Causation Doesn’t Require Showing of What Happened

Summary Judgment for Defendants Reversed Where Man Who Was Sliding Down ‘Super Slide’ Got Foot Caught, Fell Off Equipment, Was Injured, but Could Provide No Account of

 

By a MetNews Staff Writer

 

The Court of Appeal for this district yesterday reinstated a personal injury action against the Archdiocese of Los Angeles and others brought by a man who slid down a “super slide” at a church carnival, got his foot tangled in a mat—resembling a burlap sack—on which he was positioned, and fell off, incurring injuries.

Div. Eight, in an unpublished opinion by Presiding Justice Maria E. Stratton, reversed a summary judgment granted by Los Angeles Superior Court Judge Kerry Bensinger.

In making her ruling on Nov. 16, 2022, Bensinger rejected the defendants’ contention that the doctrine of primary assumption of risk necessarily applies, but declared that plaintiff Oscar Reyes Sanchez failed to show causation because he doesn’t know how the mat got stuck.

He could only recount:

“I just remember that my—the  sack got caught, and it got stuck. And my feet were tangled up, and I fell.”

Sanchez was holding a child in his arms at the time.

Judge’s Ruling

Bensinger said:

“[T]he Court finds that Defendant has met its moving burden to show that Plaintiff cannot establish the element of causation. The burden now shifts to Plaintiff to raise a triable issue of material fact.

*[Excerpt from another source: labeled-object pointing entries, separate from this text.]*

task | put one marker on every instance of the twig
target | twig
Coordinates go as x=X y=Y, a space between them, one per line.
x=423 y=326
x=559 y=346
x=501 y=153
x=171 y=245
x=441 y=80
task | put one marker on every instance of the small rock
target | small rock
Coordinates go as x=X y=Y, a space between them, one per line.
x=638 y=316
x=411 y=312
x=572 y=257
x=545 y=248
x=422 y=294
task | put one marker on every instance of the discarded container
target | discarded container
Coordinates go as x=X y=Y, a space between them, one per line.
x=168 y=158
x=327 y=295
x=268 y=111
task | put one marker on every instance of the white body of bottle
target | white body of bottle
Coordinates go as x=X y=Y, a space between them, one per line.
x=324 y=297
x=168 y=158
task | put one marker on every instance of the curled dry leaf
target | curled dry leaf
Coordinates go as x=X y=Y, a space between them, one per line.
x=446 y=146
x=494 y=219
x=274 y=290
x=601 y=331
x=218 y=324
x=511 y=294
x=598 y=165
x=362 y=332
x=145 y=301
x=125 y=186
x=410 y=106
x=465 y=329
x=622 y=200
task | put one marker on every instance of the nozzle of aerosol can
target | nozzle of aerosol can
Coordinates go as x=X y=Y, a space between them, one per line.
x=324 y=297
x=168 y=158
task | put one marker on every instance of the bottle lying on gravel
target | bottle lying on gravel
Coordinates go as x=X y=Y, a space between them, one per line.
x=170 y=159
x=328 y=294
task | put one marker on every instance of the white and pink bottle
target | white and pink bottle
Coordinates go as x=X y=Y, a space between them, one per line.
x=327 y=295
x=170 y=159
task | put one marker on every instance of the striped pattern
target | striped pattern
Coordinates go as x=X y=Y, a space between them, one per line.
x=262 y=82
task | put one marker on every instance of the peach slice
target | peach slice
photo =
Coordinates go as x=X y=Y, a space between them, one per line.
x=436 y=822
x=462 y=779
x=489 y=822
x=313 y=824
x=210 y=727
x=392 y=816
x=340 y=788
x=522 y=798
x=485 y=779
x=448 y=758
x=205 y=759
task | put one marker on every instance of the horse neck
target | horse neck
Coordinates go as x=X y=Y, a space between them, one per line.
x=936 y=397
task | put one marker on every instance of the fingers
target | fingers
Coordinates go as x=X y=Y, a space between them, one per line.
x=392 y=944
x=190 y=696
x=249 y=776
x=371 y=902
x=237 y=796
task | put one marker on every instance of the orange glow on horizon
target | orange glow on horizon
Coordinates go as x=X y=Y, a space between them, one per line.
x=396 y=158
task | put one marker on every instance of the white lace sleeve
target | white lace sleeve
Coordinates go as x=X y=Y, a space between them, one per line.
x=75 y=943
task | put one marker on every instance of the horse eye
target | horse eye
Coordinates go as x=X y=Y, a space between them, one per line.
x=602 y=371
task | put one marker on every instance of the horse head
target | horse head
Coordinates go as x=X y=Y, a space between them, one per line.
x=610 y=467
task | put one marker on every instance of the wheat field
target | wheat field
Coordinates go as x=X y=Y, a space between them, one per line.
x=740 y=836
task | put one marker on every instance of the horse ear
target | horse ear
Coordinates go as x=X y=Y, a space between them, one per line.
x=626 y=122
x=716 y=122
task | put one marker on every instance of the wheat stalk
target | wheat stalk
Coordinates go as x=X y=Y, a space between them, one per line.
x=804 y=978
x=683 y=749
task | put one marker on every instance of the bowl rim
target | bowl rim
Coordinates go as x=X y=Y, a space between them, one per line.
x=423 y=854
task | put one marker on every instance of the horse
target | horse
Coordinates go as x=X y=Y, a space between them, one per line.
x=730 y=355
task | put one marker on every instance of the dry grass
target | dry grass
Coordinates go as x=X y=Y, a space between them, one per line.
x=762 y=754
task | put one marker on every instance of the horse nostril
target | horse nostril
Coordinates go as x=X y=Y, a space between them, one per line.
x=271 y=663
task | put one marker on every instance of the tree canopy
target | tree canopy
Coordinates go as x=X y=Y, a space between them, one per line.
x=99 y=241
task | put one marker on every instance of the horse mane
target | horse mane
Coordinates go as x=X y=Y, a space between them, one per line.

“Plaintiff argues that a reasonable jury could determine that the lack of height restrictions caused his injuries because if there were height restrictions, he would not have been able to ride the slide with his son, and having his son in his lap caused his injuries because he was unable to slow himself down on the slide with his hands….However, this only amounts to speculation because there is no evidence that he would have been able to slow down his descent with his hands. Furthermore, Plaintiff shows no causal connection between the speed of his descent and the mat becoming stuck.”

Sanchez argued on appeal:

“[W]hile the trial court was correct in finding that Defendants failed to sustain their burden in establishing that the primary assumption of risk doctrine applies, the trial court neglected to recognize that the reason the doctrine does not apply is because Defendants are common carriers and as such, owe Plaintiffs a heighted duty. Additionally, there are numerous triable issues of material fact with respect to the element of proximate cause and, specifically, whether Defendants were a substantial factor in Reyes’s injuries. Finally, Plaintiffs contend that the doctrine of res ipsa loquitor aptly applies to the fact of this case.”

Stratton’s Opinion

In her opinion reversing the judgment, Stratton said:

“Causation may be inferred….Sanchez felt the mat snag. This is a reasonable basis to conclude there is a triable issue of material fact as to whether the condition of the mat and/or the slide itself caused the snag which resulted in Sanchez’s fall. That Sanchez does not remember more about the fall does not mean that he lacked nonspeculative evidence of causation.”

The jurist wrote that Sanchez is not relying on speculation, explaining:

“…Sanchez offered nonspeculative evidence: he testified that he felt the mat snag—a physical sensation—and that testimony is sufficient to raise a triable issue of fact about what caused the fall and subsequent injury.”

Stratton noted that Bensinger made no ruling on the applicability of res ipsa loquitor (“the thing speaks for itself:) and said that a discussion of the issue is unnecessary in light of the holding on causation.

Assumption of Risk

Addressing the defense of assumption of risk, Stratton wrote: “We agree with the trial court that for purposes of summary judgment respondents failed to carry their burden of showing there were no reasonable steps available to protect against the risk of entanglement and resulting injury while riding the slide.”

The case is Sanchez v. Candyland Amusements, B330505.

Sanchez was represented by Michael F. Baltaxe, Timothy B. Sottile, and Nicole C. Burgos Romero of the Agoura Hills firm of Sottile Baltaxe and by Westlake Village attorney Janet R. Gusdorff.

Penelope Melissa Deihl of the downtown Los Angeles firm of Clark Hill LLP and Daniel William Bir of the Century City firm of Polsinelli LLP acted for The Roman Catholic Archbishop of Los Angeles, as well as the Resurrection Catholic Church, where the fair took place. Those lawyers, along with David Drew-Lyle Brandon of Clark Hill, also argued on behalf of Candyland Amusements, Inc, which operated the slide. Deihl was the appellate lawyer for intervenor Ace American Insurance Company.

Archbishop Jose Horacio Gomez had been named as a defendant but was later dismissed from the action.